Speaking of that, I’ve been doing great with running outside. I do 5k outside. I even did it today in the heat and noon sun! I have slacked off so bad on my distance runs, though. I’m going to try for distance on Tuesday I believe, and see if I can still handle 6-7 miles. If not, I’ll need to seriously work on it again. I also took a week off from yoga to heal up my foot, so I’ll be heading back into that this week as well! Except for Wednesday, because we have a dinner to see off the Major. I get to wear two pretty things this week; once for that dinner and again the next night for ALS graduation! 🙂 I never dress up. Might as well rock the body I’ve worked for, though, right?

Tuesday is Teddy’s last day at MDO. Hard to believe an entire school year has passed! It was an awesome way to wade into the preschool pool, for sure, and I’m glad I did it. ESPECIALLY since I’ll be putting Teddy into kindergarten when we arrive in Germany. I think I’d be totally freaking out if I hadn’t have done MDO and gotten used to dropping him off and spending time away! Teddy’s been interesting lately. He’s teething the last of the molars, so his sleep is strange. Up super early, fighting naps, etc. Luckily, he isn’t fighting bedtime (which he did for the last molar), so it isn’t quite AS bad as it could be. He’s in a great mood, otherwise, and he’s learning so much every day. He repeats just about any word you throw at him now, and he has names for all of his toys. He’s big on dancing now! And drinking out of a normal cup, with no lid! He’s also a new fan of buttery noodles (cold!), which he affectionately calls “doodles”.
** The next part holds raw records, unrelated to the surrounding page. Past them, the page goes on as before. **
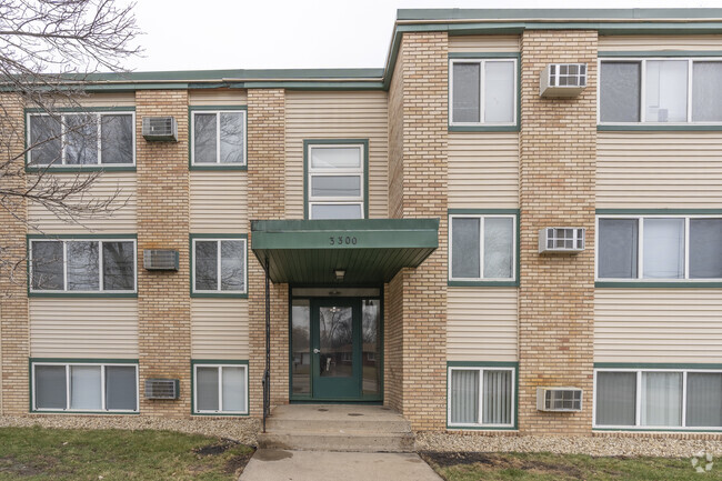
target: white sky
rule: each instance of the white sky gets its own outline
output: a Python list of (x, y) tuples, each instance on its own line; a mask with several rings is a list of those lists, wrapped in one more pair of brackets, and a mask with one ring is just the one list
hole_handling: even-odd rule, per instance
[[(128, 0), (129, 1), (129, 0)], [(400, 8), (722, 8), (722, 0), (138, 0), (136, 71), (381, 68)]]

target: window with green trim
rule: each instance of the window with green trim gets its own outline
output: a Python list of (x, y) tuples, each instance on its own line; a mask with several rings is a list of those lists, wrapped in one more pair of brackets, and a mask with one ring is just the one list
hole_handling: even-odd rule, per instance
[(32, 239), (30, 292), (136, 292), (136, 240)]
[(29, 167), (134, 166), (136, 113), (29, 113)]

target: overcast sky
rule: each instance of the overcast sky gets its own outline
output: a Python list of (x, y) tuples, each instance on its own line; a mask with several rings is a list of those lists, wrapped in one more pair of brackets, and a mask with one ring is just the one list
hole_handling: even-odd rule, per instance
[(722, 8), (722, 0), (139, 0), (136, 71), (381, 68), (402, 8)]

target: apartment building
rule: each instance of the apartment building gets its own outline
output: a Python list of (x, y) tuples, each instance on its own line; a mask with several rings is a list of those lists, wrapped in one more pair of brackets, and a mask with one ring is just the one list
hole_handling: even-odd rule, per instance
[(119, 192), (0, 212), (28, 265), (1, 412), (716, 435), (721, 19), (400, 10), (382, 69), (98, 76), (53, 116), (1, 93), (37, 146), (8, 181)]

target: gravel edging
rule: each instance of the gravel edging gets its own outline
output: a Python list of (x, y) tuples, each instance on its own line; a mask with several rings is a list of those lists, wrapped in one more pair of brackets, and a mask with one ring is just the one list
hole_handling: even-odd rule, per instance
[(700, 451), (722, 455), (722, 441), (672, 438), (475, 435), (417, 432), (417, 451), (551, 452), (594, 457), (690, 458)]
[(56, 429), (126, 429), (139, 431), (144, 429), (159, 431), (178, 431), (188, 434), (202, 434), (213, 438), (228, 438), (247, 445), (257, 445), (255, 435), (260, 421), (253, 418), (149, 418), (137, 415), (0, 415), (0, 428), (41, 428)]

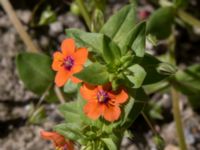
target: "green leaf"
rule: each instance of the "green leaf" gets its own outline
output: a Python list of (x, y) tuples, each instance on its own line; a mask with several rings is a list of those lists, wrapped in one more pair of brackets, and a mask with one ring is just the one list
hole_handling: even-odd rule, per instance
[(121, 51), (119, 47), (110, 40), (110, 38), (104, 36), (103, 58), (107, 64), (119, 61), (121, 58)]
[(167, 89), (170, 86), (170, 83), (167, 80), (162, 80), (160, 82), (156, 82), (154, 84), (149, 84), (143, 86), (145, 92), (150, 95), (158, 91), (162, 91)]
[(147, 73), (143, 85), (153, 84), (161, 80), (164, 80), (168, 77), (167, 75), (163, 75), (158, 72), (157, 67), (159, 66), (160, 63), (161, 62), (154, 56), (147, 53), (145, 54), (140, 64)]
[(110, 37), (115, 43), (127, 38), (129, 31), (136, 24), (136, 12), (133, 4), (127, 5), (114, 14), (101, 29), (101, 33)]
[(94, 63), (81, 72), (75, 74), (77, 78), (94, 85), (102, 85), (107, 83), (109, 80), (109, 73), (104, 65)]
[(79, 47), (88, 47), (90, 51), (102, 54), (107, 63), (119, 59), (119, 47), (107, 36), (101, 33), (88, 33), (77, 29), (67, 29), (67, 37), (76, 40)]
[(147, 22), (147, 33), (158, 39), (165, 39), (171, 34), (171, 27), (175, 17), (173, 7), (161, 7), (156, 10)]
[(40, 124), (42, 123), (42, 121), (44, 121), (45, 118), (46, 118), (46, 112), (44, 106), (40, 106), (36, 110), (35, 108), (33, 108), (33, 113), (28, 119), (28, 122), (31, 124)]
[(185, 8), (188, 5), (188, 0), (173, 0), (177, 8)]
[(77, 101), (62, 104), (59, 107), (60, 112), (63, 114), (66, 122), (81, 122), (81, 116)]
[(142, 83), (145, 79), (146, 72), (145, 70), (138, 64), (134, 64), (128, 68), (130, 71), (130, 75), (127, 75), (127, 78), (131, 83), (133, 83), (134, 88), (139, 88), (142, 86)]
[(129, 31), (125, 39), (119, 41), (119, 47), (123, 50), (131, 48), (136, 56), (143, 57), (145, 53), (145, 31), (146, 22), (139, 23)]
[(42, 95), (54, 80), (51, 58), (36, 53), (20, 53), (16, 58), (19, 77), (26, 88)]
[(117, 150), (117, 146), (111, 138), (101, 138), (109, 150)]
[(78, 29), (66, 29), (67, 37), (74, 38), (78, 47), (88, 47), (89, 51), (102, 54), (104, 48), (104, 35), (89, 33)]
That’s really all in terms of updates. I haven’t weighed myself in a little bit because I was freaking out. I’m still scared to weigh in on Monday, but I need to get over it. I need to be accountable for the food and fitness choices I make; instead of being scared of the results, I need to own them and learn from them and move on. I can do it, I know I can, but it’s going to take some time to get there.